Husiler’in, Aden’e doğru ilerlemesi ve dünya petrol ticareti açısından hayati konumda olan Bab-el Mendeb boğazını kapatmaya hazırlandığının duyurulması, Husiler’e karşı zaten teyakkuzda olan Sünni bloğun harekete geçmesine neden oldu. Suudi Arabistan, Yemen sınırına binlerce asker yığdı ve askeri techizat sevkiyatı yaptı. Buna ek olarak, yine Suudi Arabistan önderliğindeki 10 devletin oluşturduğu bir koalisyon, Yemen’de Husiler’in ele geçirdiği yerleşim yerlerini ve Husi liderlerin bulunabileceği yerleri hedef alan bir hava saldırısına başladı. Saldırılardan en çok halkın etkilendiği, en az 6 çocuğun hayatını kaybettiği duyuruldu.
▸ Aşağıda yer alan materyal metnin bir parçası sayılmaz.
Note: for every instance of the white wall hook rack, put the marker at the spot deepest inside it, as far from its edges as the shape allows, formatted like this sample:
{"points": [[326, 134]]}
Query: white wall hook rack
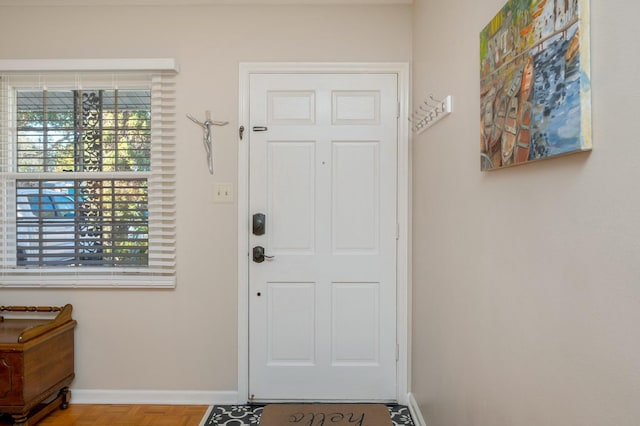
{"points": [[430, 112]]}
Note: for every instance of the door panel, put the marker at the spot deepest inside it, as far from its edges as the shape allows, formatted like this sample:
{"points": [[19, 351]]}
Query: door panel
{"points": [[322, 310]]}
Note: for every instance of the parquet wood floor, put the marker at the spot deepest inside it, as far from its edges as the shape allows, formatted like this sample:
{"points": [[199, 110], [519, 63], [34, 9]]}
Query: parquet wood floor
{"points": [[122, 415]]}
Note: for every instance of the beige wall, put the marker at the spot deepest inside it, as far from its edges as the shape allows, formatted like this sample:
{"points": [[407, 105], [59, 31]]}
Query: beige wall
{"points": [[526, 288], [186, 339]]}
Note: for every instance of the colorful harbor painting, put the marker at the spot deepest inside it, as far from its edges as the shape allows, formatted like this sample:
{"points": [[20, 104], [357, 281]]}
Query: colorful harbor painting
{"points": [[535, 82]]}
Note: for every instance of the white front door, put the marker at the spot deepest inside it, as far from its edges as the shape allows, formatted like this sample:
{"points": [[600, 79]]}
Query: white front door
{"points": [[323, 172]]}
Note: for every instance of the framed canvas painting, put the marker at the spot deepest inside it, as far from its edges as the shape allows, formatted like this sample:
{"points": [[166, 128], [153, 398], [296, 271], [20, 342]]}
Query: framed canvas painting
{"points": [[535, 93]]}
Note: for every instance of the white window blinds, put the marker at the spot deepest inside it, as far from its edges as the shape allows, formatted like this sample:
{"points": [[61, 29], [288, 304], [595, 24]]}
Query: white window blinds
{"points": [[87, 178]]}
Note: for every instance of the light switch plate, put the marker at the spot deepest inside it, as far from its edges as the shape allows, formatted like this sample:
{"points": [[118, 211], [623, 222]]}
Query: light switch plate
{"points": [[223, 192]]}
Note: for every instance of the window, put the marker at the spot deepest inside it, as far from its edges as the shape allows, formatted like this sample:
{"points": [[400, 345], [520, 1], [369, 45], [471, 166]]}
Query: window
{"points": [[87, 179]]}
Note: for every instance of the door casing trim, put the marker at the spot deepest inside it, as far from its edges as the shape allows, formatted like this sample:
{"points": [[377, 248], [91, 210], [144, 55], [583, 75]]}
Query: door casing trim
{"points": [[403, 205]]}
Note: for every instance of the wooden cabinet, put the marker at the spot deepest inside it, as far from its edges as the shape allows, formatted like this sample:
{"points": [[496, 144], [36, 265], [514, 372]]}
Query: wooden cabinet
{"points": [[36, 364]]}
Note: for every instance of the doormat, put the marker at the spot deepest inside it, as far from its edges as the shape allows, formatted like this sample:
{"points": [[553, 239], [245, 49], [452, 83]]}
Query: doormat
{"points": [[325, 415]]}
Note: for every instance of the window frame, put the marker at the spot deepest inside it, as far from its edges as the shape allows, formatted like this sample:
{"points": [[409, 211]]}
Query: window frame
{"points": [[157, 75]]}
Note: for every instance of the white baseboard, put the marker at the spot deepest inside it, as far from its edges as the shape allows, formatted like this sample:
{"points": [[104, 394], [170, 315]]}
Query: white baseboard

Mısır’ın tutumu ise, bölge dinamikleri açısından oldukça önemliydi. Mısır, Körfez ülkeleri ve Suudi Arabistan ile birlikte hareket ederek, hava saldırısına müdahil olmayı tercih etti. Yemen konusunda olağan üstü olarak toplanan Arap Birliği’ne ev sahipliğini Mısır yapıyor.
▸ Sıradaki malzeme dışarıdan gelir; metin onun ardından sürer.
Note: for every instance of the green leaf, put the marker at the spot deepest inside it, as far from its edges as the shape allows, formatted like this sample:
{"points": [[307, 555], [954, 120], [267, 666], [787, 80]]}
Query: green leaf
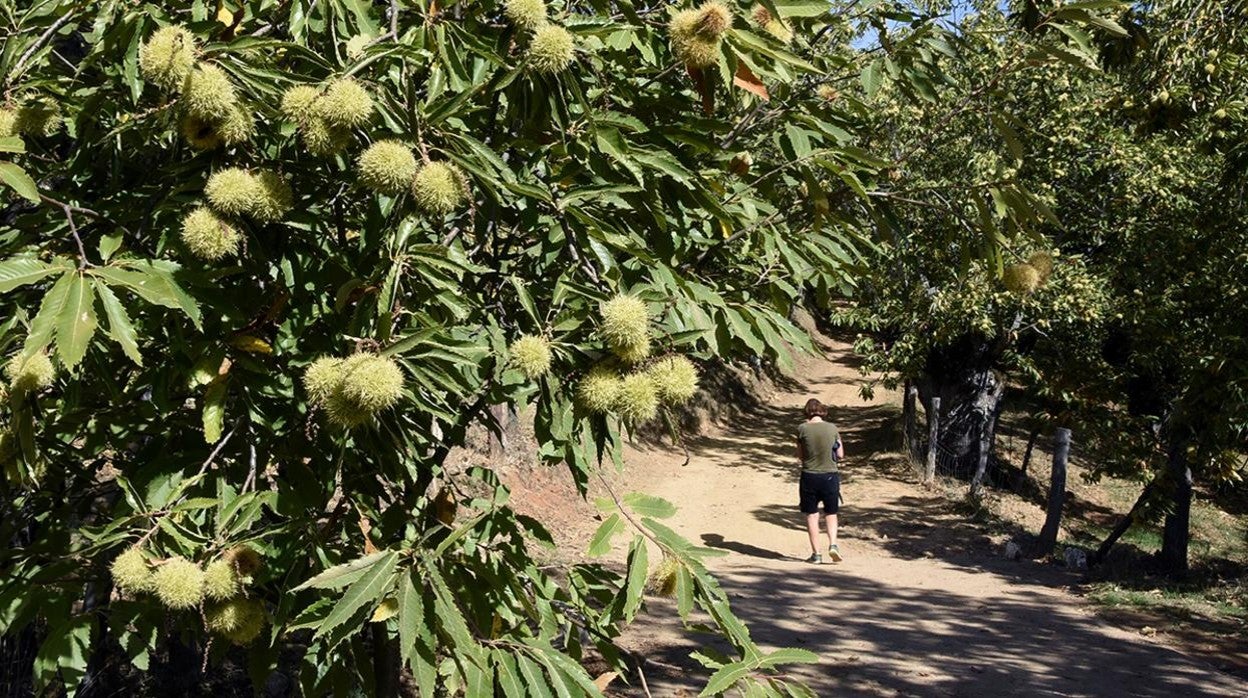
{"points": [[151, 284], [21, 271], [110, 244], [602, 541], [522, 292], [19, 181], [1010, 136], [215, 410], [649, 506], [64, 653], [872, 78], [43, 327], [367, 591], [451, 619], [789, 656], [509, 678], [76, 324], [726, 677], [120, 327], [416, 642], [638, 572], [11, 144], [342, 575]]}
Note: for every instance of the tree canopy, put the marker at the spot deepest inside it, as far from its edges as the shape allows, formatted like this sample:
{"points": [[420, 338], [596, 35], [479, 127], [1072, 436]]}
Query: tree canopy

Mısır ve Suudi Arabistan başta olmak üzere, diğer Körfez ülkelerinin bu müdahaleyi yalnızca Yemen’e yönelik bir müdahale olarak algılamadıkları ise açık. Hem Mısır’dan hem de Körfez’den bu doğrultuda açıklamalar geldi. Mısır Dışişleri kaynakları «İran’ın bölgedeki yayılmacılığı Arap ülkelerinde tedirginlik yaratıyor. Yemen’deki Husiler’e İran tarafından silah ve uzman yardımı yapıldığı biliniyor. İran diğer ülkelerin içişlerine müdahale etmeye son vermeli” şeklinde bir açıklama yaptı (www.aydınlıkgazete.com). Birleşik Arap Emirlikleri´nin dış ilişkilerden sorumlu devlet bakanı Enver Muhammed Gargaş, bunu, «Bölgedeki stratejik değişiklik İran´a yarıyor ve biz, Husiler’in, İranlılar’ın sancağını taşıdığı gerçeği karşısında sessiz kalamayız.” sözleriyle ifade etti (www.zaman.com.tr).
Yemen’deki sorunu, İran yayılmacılığı olarak gören Sünni blok tarafından, Yemen’deki Husiler’i askeri ve maddi olarak desteklediği iddia İran ise, Yemen’e yapılan hava saldırısını Yemen egemenliğini hiçe saymak, Yemen’in iç işlerine müdahale olarak niteledi. Ayrıca, Suudiler’in saldırıyı hemen durdurmasını isterken, Yemen’e Sünni müdahaleyi destekleyen Erdoğan’a da bölgedeki etkisini, bölgeyi karıştırmak için değil barış getirmek için kullanmasını salık verdi. Bunlara ek olarak, yaralı Husiler’i hastanelerinde tedavi ettiği haberlere düşen İran, Yemen talep ederse, Yemen’e yardım edebileceklerini belirtti. Öte yandan Husiler, İran yardımı olmaksızın da konumlarını savunacaklarını açıkladı.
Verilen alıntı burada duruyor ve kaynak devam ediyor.